Dans toutes les boulangeries, elles appâtent les clients avec leur dorure. Depuis dimanche, les Français ont de nouveau succombé à la tradition de la galette des rois. Un vrai phénomène culinaire puisqu'il se vend plus de 30 millions de galettes chaque année au mois de janvier. Mais quantité ne rime pas forcément avec qualité. Selon certaines estimations, non officielles, 80% des galettes vendues en boulangerie seraient industrielles. Une solution de facilité qui garantit aussi des marges plus importantes sur un produit relativement coûteux à produire.

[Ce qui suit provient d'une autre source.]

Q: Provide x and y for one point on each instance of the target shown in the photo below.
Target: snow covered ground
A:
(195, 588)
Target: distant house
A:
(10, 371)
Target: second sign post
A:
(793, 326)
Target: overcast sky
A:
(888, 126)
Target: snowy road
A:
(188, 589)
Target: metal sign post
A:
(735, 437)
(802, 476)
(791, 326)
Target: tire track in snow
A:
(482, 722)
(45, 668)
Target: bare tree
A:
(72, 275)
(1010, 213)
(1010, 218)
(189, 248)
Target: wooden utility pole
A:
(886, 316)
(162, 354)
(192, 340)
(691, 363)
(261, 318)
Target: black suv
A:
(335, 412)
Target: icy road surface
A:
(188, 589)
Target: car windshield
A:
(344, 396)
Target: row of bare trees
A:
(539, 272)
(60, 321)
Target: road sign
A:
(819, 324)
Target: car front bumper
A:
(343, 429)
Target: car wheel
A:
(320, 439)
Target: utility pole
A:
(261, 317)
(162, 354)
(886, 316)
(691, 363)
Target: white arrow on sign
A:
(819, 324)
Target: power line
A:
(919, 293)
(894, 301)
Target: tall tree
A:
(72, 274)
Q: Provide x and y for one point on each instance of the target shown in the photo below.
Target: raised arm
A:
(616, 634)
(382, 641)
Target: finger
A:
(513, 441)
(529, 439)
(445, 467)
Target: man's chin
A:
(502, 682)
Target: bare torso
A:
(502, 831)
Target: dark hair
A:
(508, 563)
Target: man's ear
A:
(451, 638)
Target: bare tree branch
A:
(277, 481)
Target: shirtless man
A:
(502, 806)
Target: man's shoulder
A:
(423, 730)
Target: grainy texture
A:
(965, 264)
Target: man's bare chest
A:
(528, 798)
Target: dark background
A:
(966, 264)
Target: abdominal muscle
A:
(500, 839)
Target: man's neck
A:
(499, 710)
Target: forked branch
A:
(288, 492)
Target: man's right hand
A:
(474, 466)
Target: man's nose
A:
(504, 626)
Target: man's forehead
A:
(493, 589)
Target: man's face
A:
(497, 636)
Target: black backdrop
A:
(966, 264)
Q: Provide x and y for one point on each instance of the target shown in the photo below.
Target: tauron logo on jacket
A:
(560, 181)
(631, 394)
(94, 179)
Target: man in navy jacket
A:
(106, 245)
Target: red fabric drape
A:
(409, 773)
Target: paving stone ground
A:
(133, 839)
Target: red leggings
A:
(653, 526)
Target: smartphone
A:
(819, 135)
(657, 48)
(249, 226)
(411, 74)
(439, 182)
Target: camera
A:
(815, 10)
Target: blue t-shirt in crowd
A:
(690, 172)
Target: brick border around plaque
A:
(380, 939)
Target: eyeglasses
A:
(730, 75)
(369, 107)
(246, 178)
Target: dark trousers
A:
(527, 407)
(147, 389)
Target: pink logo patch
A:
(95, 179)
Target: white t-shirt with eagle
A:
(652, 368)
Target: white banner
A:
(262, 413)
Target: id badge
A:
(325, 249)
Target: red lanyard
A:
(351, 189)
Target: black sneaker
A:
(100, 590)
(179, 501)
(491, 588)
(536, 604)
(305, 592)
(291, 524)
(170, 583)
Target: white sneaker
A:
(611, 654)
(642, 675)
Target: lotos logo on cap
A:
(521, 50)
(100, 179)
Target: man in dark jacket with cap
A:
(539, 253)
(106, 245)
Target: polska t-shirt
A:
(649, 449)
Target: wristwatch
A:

Des ingrédients coûteux. En effet, la galette des rois, c’est un peu plus que de la pâte feuilletée et du beurre. Les bonnes galettes à la frangipane nécessitent des produits de qualité : beurre AOP pour la pâte feuilletée, farine de meunier de premier ordre, amandes véritables, etc. Or, tout cela coûte cher. En un an, le prix du beurre a augmenté en moyenne de plus de 60%, notamment à cause de la pénurie. Idem pour le prix de l’amande qui a flambé dernièrement à cause de la sécheresse en Californie, premier producteur mondial de ce fruit sec. Un kilo d’amandes entières se paye aujourd’hui autour de dix euros. Résultat, le prix brut de la galette a augmenté.
La hausse des prix des matières premières touchent autant les galettes artisanales que les industrielles. A la différence près que les galettes d’usine sont fabriquées avec des ingrédients premier prix, tandis que les boulangers attachés à la qualité s’efforcent d’utiliser des produits supérieurs. A cela, il faut ajouter la main d’œuvre. La particularité de la galette des rois par rapport aux autres gâteaux, c’est la fabrication de la pâte feuilletée qui nécessite plusieurs longs temps de pause. Fabriquer soi-même sa galette de A à Z nécessite donc d’avoir du personnel et du temps à y consacrer. Chose que les petits boulangers ne peuvent pas toujours se permettre.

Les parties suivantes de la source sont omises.